Monday, December 14, 2009

Government By Deceit



Deception all round

Bliar's last Director of Public Prosecutions is now back practising law with Cherie at Matrix Chambers, the operation he set up with her in the late 1990s. A long-time Labour insider, he was appointed DPP in 2003 just after the invasion of Iraq, but it seems he's finally recognised a horribly inconvenient truth:

"The degree of deceit involved in our decision to go to war on Iraq becomes steadily clearer. This was a foreign policy disgrace of epic proportions and playing footsie on Sunday morning television* does nothing to repair the damage.
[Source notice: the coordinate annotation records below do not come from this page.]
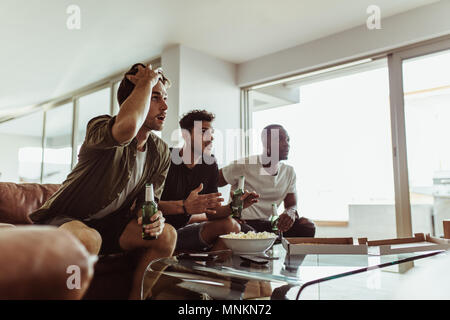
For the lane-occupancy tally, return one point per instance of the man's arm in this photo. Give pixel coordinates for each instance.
(224, 211)
(135, 108)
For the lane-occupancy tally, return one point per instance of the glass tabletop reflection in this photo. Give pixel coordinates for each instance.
(224, 275)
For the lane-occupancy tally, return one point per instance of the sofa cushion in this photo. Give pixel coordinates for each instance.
(17, 201)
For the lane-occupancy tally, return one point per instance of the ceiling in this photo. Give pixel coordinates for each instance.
(42, 59)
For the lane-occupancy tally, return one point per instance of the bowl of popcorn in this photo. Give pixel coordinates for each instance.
(250, 242)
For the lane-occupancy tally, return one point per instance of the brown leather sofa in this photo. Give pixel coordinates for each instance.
(34, 260)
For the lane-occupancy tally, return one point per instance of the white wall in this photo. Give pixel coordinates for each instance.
(9, 160)
(410, 27)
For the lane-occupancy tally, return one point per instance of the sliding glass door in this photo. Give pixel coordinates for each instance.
(369, 142)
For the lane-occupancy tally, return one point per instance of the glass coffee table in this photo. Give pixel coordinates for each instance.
(229, 277)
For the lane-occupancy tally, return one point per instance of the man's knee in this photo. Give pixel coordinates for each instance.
(306, 227)
(230, 225)
(89, 237)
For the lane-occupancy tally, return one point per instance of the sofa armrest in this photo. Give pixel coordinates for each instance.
(43, 262)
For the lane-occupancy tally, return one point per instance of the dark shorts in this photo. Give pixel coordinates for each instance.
(110, 228)
(189, 238)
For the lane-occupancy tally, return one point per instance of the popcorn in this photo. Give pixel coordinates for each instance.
(250, 235)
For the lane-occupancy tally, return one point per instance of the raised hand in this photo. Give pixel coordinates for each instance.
(202, 203)
(156, 227)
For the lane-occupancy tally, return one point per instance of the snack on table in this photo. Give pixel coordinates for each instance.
(250, 235)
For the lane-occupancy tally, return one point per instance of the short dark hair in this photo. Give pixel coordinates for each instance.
(188, 119)
(126, 86)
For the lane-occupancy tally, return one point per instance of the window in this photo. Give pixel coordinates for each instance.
(426, 87)
(340, 145)
(90, 106)
(58, 144)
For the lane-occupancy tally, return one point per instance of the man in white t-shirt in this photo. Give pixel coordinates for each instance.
(274, 181)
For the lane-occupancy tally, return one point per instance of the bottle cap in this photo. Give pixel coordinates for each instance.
(149, 194)
(274, 209)
(241, 182)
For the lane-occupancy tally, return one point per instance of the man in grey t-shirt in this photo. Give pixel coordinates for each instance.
(274, 181)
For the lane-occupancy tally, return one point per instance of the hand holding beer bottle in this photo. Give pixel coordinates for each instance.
(237, 204)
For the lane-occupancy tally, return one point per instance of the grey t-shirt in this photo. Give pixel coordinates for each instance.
(136, 175)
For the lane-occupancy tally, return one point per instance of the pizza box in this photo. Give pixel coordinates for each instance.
(323, 246)
(418, 243)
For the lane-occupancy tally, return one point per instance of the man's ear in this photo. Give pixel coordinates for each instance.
(186, 134)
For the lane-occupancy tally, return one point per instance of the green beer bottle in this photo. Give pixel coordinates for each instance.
(237, 203)
(149, 208)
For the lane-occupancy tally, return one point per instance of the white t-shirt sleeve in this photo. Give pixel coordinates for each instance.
(293, 182)
(232, 172)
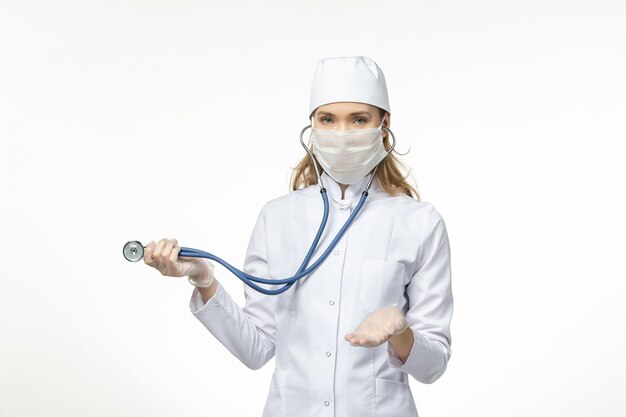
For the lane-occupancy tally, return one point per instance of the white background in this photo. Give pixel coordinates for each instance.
(124, 120)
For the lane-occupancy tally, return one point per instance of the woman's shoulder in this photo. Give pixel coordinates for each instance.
(425, 211)
(286, 200)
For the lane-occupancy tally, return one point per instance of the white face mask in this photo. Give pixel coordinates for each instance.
(348, 155)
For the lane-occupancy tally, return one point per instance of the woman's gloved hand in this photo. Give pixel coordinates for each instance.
(378, 327)
(164, 257)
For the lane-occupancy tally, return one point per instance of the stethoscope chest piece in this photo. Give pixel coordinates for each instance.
(133, 251)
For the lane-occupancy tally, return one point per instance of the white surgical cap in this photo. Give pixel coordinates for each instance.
(349, 78)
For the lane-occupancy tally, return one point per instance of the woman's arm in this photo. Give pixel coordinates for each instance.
(430, 309)
(402, 344)
(248, 332)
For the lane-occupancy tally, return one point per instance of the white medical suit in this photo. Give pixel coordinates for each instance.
(395, 251)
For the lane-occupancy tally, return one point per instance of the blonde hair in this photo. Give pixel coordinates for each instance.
(389, 172)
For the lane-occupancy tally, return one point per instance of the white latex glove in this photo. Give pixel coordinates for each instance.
(164, 257)
(378, 327)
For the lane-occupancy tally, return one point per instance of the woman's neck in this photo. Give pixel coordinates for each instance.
(343, 190)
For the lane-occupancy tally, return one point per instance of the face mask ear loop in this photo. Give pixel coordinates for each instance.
(319, 177)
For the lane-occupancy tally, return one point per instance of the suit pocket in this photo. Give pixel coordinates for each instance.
(380, 283)
(394, 399)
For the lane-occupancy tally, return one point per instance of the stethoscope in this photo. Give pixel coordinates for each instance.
(134, 250)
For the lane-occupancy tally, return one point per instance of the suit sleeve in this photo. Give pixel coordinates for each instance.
(249, 333)
(430, 305)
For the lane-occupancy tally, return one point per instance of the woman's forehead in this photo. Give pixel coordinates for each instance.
(346, 108)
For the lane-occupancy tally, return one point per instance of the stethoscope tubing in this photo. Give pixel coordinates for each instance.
(302, 271)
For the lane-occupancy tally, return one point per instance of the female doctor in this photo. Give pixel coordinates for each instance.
(378, 309)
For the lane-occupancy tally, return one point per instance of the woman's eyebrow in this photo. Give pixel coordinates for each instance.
(356, 113)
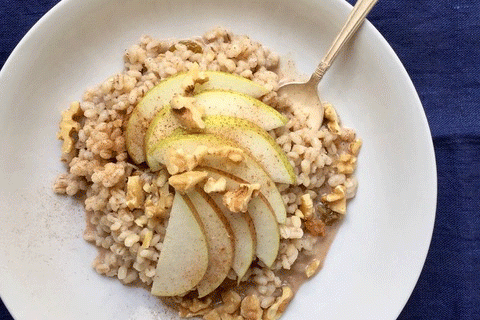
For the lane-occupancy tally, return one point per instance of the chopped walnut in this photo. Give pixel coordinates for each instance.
(328, 215)
(355, 146)
(346, 163)
(250, 308)
(276, 309)
(336, 200)
(231, 302)
(135, 195)
(147, 239)
(213, 185)
(312, 268)
(188, 113)
(157, 207)
(237, 200)
(178, 161)
(212, 315)
(306, 206)
(194, 76)
(332, 118)
(337, 194)
(186, 181)
(195, 307)
(316, 227)
(230, 153)
(68, 126)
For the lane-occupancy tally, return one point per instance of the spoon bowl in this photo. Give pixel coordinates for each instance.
(304, 96)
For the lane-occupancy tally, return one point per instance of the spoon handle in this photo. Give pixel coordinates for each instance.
(354, 21)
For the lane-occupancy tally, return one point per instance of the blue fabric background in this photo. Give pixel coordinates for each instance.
(439, 44)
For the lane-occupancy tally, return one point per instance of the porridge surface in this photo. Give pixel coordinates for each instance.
(129, 232)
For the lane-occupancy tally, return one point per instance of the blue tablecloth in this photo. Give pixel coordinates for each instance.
(439, 44)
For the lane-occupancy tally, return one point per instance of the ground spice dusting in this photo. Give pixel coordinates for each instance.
(128, 205)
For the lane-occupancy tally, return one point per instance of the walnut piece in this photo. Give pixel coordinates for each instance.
(213, 185)
(135, 195)
(177, 161)
(316, 227)
(231, 303)
(212, 315)
(188, 113)
(250, 308)
(346, 163)
(147, 239)
(68, 126)
(355, 146)
(306, 206)
(312, 268)
(237, 200)
(186, 181)
(233, 154)
(336, 200)
(275, 311)
(331, 116)
(157, 207)
(195, 307)
(194, 76)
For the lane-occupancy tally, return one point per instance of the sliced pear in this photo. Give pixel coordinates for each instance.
(247, 134)
(219, 239)
(184, 257)
(265, 224)
(266, 231)
(244, 236)
(257, 141)
(235, 104)
(248, 169)
(162, 93)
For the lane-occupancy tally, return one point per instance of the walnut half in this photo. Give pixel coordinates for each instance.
(68, 125)
(276, 310)
(186, 181)
(237, 200)
(188, 113)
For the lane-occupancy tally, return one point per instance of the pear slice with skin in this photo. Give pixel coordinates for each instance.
(248, 169)
(247, 134)
(184, 257)
(265, 224)
(244, 235)
(257, 141)
(163, 92)
(219, 238)
(239, 105)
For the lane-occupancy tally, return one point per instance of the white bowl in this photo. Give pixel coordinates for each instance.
(373, 265)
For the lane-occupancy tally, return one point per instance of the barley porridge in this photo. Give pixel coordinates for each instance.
(270, 208)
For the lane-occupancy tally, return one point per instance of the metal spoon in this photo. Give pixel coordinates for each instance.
(305, 94)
It is now very difficult to avoid the conclusion that Tony Blair engaged in an alarming subterfuge... to mislead and cajole the British people into a deadly war they had made perfectly clear they didn’t want, and on a basis that it’s increasingly hard to believe even he found truly credible..."
Now given that Ken Macdonald went to work for Bliar after the invasion of Iraq, and after they hadn't found those notorious Weapons of Mass Destruction, you may think he is in no position to criticise. But let's park that.

The key point is the deceit. As Macdonald says, Bliar deceived us over WMD. Worse, large swathes of the British establishment - including the Tory Party - went along with that deceit. Whether for reasons of self-aggrandisement, or because they thought we needed to side with the yanks whatever, they went along with the wafer-thin fiction that Iraq's invisible WMD somehow posed a clear and present danger to us.
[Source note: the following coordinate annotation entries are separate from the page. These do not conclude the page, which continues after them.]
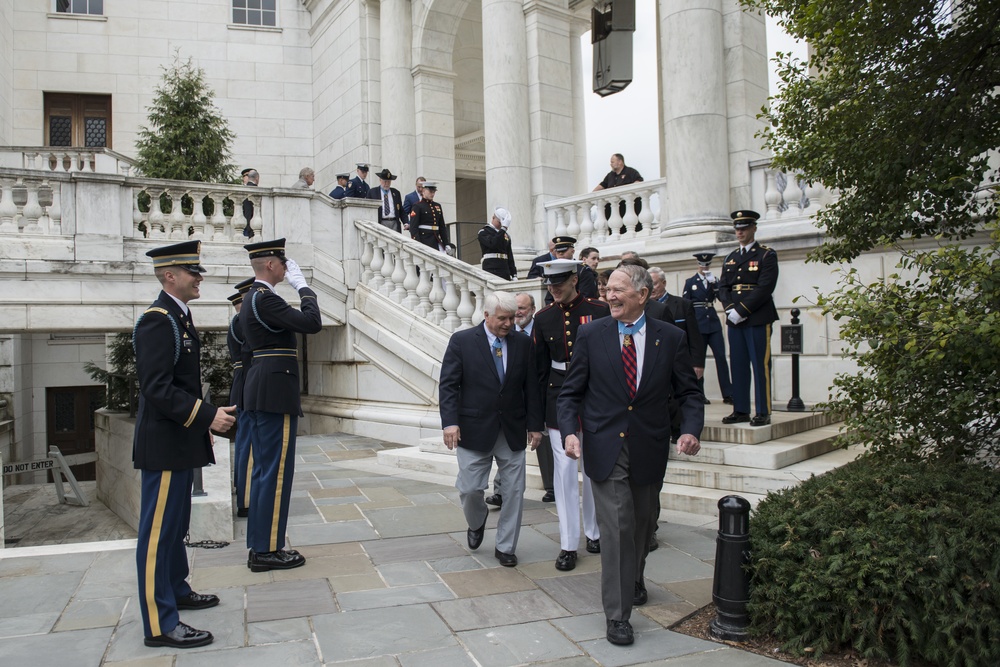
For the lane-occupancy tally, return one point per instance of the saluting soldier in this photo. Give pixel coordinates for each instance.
(749, 276)
(240, 355)
(427, 220)
(554, 333)
(172, 438)
(498, 256)
(271, 399)
(701, 290)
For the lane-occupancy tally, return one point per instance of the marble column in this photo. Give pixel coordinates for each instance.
(399, 144)
(505, 102)
(695, 124)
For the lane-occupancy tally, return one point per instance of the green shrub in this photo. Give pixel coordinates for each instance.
(897, 560)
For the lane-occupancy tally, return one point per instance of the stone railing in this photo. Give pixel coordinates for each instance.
(778, 197)
(67, 159)
(595, 218)
(443, 290)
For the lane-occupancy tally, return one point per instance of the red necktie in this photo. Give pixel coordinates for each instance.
(629, 362)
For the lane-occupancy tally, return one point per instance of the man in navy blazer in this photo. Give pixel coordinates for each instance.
(626, 431)
(491, 407)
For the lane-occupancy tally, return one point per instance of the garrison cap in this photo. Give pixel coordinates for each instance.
(275, 248)
(184, 255)
(558, 271)
(745, 218)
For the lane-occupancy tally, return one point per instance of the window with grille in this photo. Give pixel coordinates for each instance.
(255, 12)
(93, 7)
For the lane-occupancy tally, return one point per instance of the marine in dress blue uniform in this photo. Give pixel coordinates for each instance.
(749, 275)
(239, 354)
(271, 399)
(702, 289)
(554, 333)
(172, 438)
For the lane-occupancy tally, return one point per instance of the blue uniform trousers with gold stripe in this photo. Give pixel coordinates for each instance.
(750, 348)
(243, 459)
(161, 559)
(272, 437)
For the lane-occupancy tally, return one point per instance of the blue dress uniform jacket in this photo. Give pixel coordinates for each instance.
(427, 224)
(496, 243)
(747, 283)
(357, 188)
(555, 334)
(171, 427)
(471, 395)
(270, 325)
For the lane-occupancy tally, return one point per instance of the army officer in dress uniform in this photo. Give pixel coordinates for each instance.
(749, 275)
(701, 290)
(271, 399)
(554, 334)
(498, 256)
(172, 438)
(427, 220)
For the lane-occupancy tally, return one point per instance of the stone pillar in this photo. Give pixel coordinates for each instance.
(399, 144)
(505, 102)
(434, 104)
(695, 122)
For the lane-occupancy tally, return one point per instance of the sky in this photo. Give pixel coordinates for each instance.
(638, 138)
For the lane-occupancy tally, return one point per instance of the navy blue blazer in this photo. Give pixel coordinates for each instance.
(471, 396)
(595, 395)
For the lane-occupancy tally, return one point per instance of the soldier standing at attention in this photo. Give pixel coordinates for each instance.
(271, 399)
(749, 275)
(554, 334)
(239, 353)
(172, 438)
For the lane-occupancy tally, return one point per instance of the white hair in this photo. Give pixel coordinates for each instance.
(500, 301)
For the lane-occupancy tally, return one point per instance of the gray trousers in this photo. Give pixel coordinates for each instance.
(473, 478)
(626, 515)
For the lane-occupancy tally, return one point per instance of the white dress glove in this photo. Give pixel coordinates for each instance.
(293, 274)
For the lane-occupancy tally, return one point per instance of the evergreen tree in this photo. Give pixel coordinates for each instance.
(187, 139)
But of course, once discovered, such deceit has a price. As Macdonald puts it, "it rendered any affair of the heart between government and people no more than a wisp, like a lie in the wind. It broke faith."

And that's a pretty good summary of where we are overall. Right from the early days of so-called "triangulation", deceit has been at the very heart of this government's entire approach.

Consider just a few of catastrophes we blog so often on BOM:
  • The debt mountain - Brown's self-monitored "Golden Rules" were nothing more than a fiscal con, designed to reassure the financial markets while allowing him to stretch and break their so-called limits at his convenience; the definition of National Debt failed to account for his hundreds of billions of off-balance sheet liabilities, massively understating the true total
  • Public sector efficiency savings - the "non-cashable" Gershon programme allowed Brown to claim savings where none existed
  • Immigration - Labour claimed mass immigration would make us all richer: it has done nothing of the kind; in reality, it seems it was driven by Labour's desire to destroy the right in British politics
  • Edukayshun - Labour has dumbed down the UK exam system to make us think education is improving; in reality we are plummeting in the international league tables
  • Crime - Labour has spun the crime stats to make it look like crime is falling: in reality, violent crime - the stuff we really worry about - has risen
  • Climate change - Labour claims the "science is settled" and spends shedloads paying for research and propaganda to prove that; in reality, it is far from settled
  • Tax - Labour promised not to increase tax... enough said
Last week Tyler met a bunch of quite senior civil servants. They were pretty downhearted, and not just about the public spending outlook. As one of them explained en route to the tube afterwards, they have been corrupted by government spin.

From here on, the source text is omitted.